First Mortgage to Rework Voice and Data
First Mortgage expects the Java-based application, which is currently being tested in its Ft. Lauderdale call center, to increase efficiency in its call centers and provide more effective service to customers.
Previously, the speaking and the viewing parts were disjointed, said Garth Graham, senior vice president and national sales manager for First Mortgage. "We would be speaking about a product and [the caller] would be looking at another page," he said "The other thing is that individuals surf a lot; they hit your page, they call, and then they continue surfing. So we lost the continuity that is presented because the agent has to guide them back to the page."
The Java-based application, Contact, manufactured by Web Line Communications, Burlington, MA, will give agents the ability to navigate callers, demonstrate software and transfer downloadable files.

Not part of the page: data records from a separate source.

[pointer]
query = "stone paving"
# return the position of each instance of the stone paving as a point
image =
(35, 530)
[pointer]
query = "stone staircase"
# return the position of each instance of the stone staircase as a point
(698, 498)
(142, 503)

"It fits our overall strategy of trying to provide information to consumers so they can make a decision on what product they want and then take action."
The company delivers mortgages directly to consumers without the middlemen, Realtors and referral arrangements typical of the industry.

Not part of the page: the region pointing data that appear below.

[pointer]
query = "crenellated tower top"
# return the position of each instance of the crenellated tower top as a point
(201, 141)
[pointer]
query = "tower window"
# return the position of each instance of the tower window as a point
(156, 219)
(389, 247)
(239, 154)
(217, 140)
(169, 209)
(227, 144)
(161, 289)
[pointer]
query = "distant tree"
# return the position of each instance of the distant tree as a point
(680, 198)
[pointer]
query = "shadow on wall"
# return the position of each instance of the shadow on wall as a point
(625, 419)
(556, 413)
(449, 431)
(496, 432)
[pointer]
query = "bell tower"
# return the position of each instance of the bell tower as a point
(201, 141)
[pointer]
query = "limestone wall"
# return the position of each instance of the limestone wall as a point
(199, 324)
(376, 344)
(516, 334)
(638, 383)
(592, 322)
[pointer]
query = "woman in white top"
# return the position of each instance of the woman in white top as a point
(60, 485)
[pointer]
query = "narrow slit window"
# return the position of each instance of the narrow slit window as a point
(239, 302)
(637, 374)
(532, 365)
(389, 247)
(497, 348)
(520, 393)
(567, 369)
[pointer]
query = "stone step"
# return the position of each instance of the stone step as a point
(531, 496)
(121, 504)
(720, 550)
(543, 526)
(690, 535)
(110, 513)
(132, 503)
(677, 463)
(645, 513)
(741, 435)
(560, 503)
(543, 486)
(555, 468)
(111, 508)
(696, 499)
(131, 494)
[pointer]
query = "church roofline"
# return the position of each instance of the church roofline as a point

"We are doing this, frankly, to dramatically reduce the cost associated with a mortgage, and be a low-cost provider of service," Graham said.
Graham added that in 1994, First Mortgage Network became the first mortgage company to use the Internet as a way to get consumers to execute transactions and obtain interest rate information and find out about different loan options.
"We found that for a borrower to make a decision, he needs clarification on different points and the comfort level provided when another individual is at the other end of the phone," he said. "Our customers are not buying impulse products here; they are conducting a financial transaction."
Contact is currently online at First Mortgage Network's call center, located in Fort Lauderdale, which is staffed by 65 agents. According to Graham the company will not need to hire additional agents. It plans to take the most technologically inclined operators from the current staff and train them on the teleweb software.
"One piece we do not have up on the Internet yet is the part where a consumer can initiate the session themselves," said Graham.
Graham said one element of the program is currently being tested where consumers click on an icon which prompts a return call from call center agents who provide more information. The outbound call is based on the number that was entered and at the point of contact. The consultant is able to gain control over the prospective client's browser.
"We have tested it. It works fine, but it is a training and deployment issue for our consultants on exactly how we are going to do it," Graham added. "We have 50 pages on our web site and we have to get it out in multiple versions."